Also, each connecting member 15 is provided with a nut 22 for adjusting the position of the spring receiver 21 of the coil spring 14, so that the contact surface 5 of the oscillatory member 2 may be press-pushed onto the rail 1 under a fixed pressure by adjusting the energizing power of the coil spring 14 by turning the nut 22.

The action of an ultrasonic wave linear motor constructed in such a way as described above will now be described, principally based upon the results of FEM (simulation by a computer, using finite element method).

Figure 3 and Figure 4 show the results of simulation obtained by applying AC voltage having a resonance frequency close to that of the oscillatory member 2 to a longitudinal oscillatory element 3.

A synthetic oscillation consisting of a longitudinal oscillation and a flexural oscillation is excited by applying AC voltage of a resonance frequency to the longitudinal oscillatory element 3.

The oscillatory components are taken into account after being separated from each other and the outline thereof shall be described.

The longitudinal oscillation is of an odd number degree with its node in the centre of the oscillatory member 2 and the maximum amplitude on both ends, while the flexural oscillation is of an even number degree with its nodes in positions equal distances away from the centre in opposition directions and its maximum amplitude on both ends.

Figure 3(a) to Figure 3(d) display this process while thin lines in the figures show the original configuration, (a) shows the state of the longitudinal oscillatory element 3 in its most extended state, (b) shows the state of the same element a little contracted from the state shown in item (a), (c) shows its state thereof contracted from its original size, (d) shows its most contracted state and the element returns from the state (d) to the state (a) and repeats this change of state sequentially. Thereby, since the bottom end makes its lateral oscillation simultaneously with its longitudinal oscillation, the bottom end makes an elliptical oscillation as shown in Figure 4 as a resultant oscillation.

This elliptical oscillation is inclined according to a phase difference between the longitudinal oscillation and the flexural oscillation. Also, different oscillations appear on the bottom end of the oscillatory member 2 and at the same time, the configuration of the oscillation also varies depending upon the oscillatory-frequency of the longitudinal oscillatory element 3. The flatness of the ellipse is determined principally according to the following two points.

1) phase difference between longitudinal oscillation and flexural oscillation 2) amplitude difference between longitudinal oscillation and flexural oscillation, and differences in these phase and amplitude change depending upon parameters such as material, dimensions and configuration of the oscillatory member 2 and the dimensions, configuration, weight, material and oscillatory frequency etc of the longitudinal oscillatory element 3 itself.

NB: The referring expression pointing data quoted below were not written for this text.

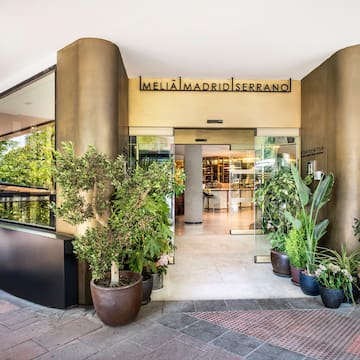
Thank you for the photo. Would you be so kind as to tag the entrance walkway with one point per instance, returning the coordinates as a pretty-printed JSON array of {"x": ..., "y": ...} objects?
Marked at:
[
  {"x": 212, "y": 264},
  {"x": 179, "y": 330}
]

Since the modes of the longitudinal oscillation and the flexural oscillation change, resulting in a change of phase difference when the frequency of oscillation is changed, the orientation of the ellipse can be changed. Figure 5 displays the result of simulation with the oscillatory frequency set to 82.0 kHz and it is known that the linear motor advances in opposite direction when the frequency is 92.7 kHz.

With regard to the material of the oscillatory member 2, the larger the modulus of elasticity, the smaller the energy loss, but the displacements by the longitudinal oscillation and flexural oscillation become small. Therefore, the material having the best energy efficiency is selected from general standpoint of view.

Also, in terms of size and configuration, the amplitude of the flexural oscillation increases as the height of the oscillatory member 2 increases, the cross sectional area decreases and becomes flatter in the direction perpendicular to the running direction. Further, the analysis of oscillation is carried out in a structure comprising integrated configuration of the oscillatory member and the oscillatory element.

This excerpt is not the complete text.